Omar Davies (born 28 May 1947) is a Jamaican former politician and academic. A member of the People's National Party (PNP), Davies was Minister of Finance from 1993 to 2007.

==Early life==
Davis was born in Four Paths, Clarendon, Jamaica on 28 May 1947. He attended Glenmuir High School, the University of the West Indies in Mona, St. Andrews. In 1973, he graduated from Northwestern University in Illinois, United States with a Doctorate in Economics.

==Career==
Prior to joining politics, Davies was an academic. From 1973 to 1975, he was an assistant professor at Stanford University. From 1981 to 1989, he was Senior Lecturer at the economics department of the University of the West Indies as well as Senior Research Fellow at the Institute of Social and Economic Research. From 1989 to 1993, Davies was the director-general of the Planning Institute of Jamaica, while also working at the Ministry of Finance and Planning as Special Adviser to the minister. He represented Jamaica as a negotiator at the International Monetary Fund, the World Bank, and the Inter-American Development Bank.
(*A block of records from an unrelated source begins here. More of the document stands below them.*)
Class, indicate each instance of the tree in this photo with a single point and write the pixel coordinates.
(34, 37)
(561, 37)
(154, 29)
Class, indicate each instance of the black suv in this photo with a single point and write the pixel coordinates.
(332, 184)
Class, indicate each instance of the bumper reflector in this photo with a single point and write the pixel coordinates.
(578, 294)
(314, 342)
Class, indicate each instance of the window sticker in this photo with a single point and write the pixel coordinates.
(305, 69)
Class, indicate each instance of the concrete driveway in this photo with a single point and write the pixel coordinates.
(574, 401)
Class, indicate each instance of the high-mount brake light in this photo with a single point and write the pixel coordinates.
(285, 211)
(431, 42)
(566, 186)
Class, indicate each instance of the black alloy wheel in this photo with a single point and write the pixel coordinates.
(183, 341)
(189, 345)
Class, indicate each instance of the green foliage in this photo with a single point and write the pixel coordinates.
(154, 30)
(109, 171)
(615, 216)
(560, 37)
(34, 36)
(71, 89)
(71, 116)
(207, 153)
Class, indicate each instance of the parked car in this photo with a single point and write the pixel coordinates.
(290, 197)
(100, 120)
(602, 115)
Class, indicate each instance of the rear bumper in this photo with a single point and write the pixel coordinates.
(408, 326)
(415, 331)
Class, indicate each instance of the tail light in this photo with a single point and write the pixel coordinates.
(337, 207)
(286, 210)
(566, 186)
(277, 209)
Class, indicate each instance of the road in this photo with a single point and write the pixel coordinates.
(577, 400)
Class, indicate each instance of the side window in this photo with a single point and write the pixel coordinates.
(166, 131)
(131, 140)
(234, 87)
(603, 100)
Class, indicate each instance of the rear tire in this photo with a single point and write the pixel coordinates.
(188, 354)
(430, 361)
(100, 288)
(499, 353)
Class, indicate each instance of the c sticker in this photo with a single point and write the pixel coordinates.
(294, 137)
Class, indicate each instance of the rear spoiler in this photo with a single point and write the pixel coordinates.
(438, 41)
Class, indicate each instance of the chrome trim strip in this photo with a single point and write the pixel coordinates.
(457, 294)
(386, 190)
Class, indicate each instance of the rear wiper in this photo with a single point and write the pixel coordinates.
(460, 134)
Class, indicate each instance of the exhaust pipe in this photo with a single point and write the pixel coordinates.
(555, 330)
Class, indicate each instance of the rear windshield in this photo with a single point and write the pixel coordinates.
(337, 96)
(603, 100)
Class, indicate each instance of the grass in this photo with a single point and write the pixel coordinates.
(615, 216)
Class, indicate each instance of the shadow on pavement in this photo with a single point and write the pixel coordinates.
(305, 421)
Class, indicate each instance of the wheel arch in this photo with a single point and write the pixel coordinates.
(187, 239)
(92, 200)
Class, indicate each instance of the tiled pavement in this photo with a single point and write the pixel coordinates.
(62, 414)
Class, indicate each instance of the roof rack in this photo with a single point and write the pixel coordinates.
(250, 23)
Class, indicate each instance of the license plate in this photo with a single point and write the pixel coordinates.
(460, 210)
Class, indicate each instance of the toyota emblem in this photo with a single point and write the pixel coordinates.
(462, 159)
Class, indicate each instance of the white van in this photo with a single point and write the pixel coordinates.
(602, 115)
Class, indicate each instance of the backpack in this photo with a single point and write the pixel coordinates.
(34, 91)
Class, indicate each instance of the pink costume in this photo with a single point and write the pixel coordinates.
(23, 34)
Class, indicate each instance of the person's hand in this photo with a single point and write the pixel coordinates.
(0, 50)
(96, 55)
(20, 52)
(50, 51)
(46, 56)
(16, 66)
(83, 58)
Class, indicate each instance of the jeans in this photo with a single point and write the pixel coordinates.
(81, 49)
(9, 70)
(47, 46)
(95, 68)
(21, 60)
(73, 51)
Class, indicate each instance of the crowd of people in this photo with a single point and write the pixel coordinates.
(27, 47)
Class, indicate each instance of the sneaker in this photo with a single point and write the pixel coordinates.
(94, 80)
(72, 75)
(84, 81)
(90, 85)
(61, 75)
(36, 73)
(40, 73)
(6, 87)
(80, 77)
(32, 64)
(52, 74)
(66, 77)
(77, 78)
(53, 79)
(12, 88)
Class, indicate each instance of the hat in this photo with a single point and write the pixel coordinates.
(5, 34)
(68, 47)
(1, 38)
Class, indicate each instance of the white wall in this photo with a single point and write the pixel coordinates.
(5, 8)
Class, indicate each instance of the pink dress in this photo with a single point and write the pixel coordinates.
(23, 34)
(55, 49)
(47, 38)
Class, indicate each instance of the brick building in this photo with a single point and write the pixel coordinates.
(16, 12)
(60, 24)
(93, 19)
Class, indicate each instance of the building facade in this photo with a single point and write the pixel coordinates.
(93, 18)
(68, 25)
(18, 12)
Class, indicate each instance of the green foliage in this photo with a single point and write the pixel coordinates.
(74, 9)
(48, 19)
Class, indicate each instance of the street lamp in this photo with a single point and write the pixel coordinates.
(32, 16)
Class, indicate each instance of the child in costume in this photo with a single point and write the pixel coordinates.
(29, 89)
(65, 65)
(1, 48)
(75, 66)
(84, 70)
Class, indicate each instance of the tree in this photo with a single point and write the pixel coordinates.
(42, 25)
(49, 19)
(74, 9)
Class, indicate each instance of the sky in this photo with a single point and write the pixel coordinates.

Davies was elected to parliament representing Saint Andrew Southern. From April 1993 to August 1993, he worked at the Office of the Prime Minister with an interest in Planning, Development and Project Implementation. From August 1993 to November 1993, he was Minister without Portfolio in the Ministry of Finance. In December 1993, Davies became Minister of Finance and Planning, a position he held till 2007. He was appointed Minister of Transport in January 2012. Davies retired from politics on 29 June 2017.

==Public opinion==
Wesly Morris, writing for The Gleaner, was critical of Davies' tenure as finance minister, blaming him for the "breakdown in the Jamaican economy in the 1990s". Garfield Higgins of the Jamaica Observer called Davies "the worst financial minister since political independence", adding that his retirement "will mark the end of an era which thousands of Jamaicans will unhappily remember for many years to come."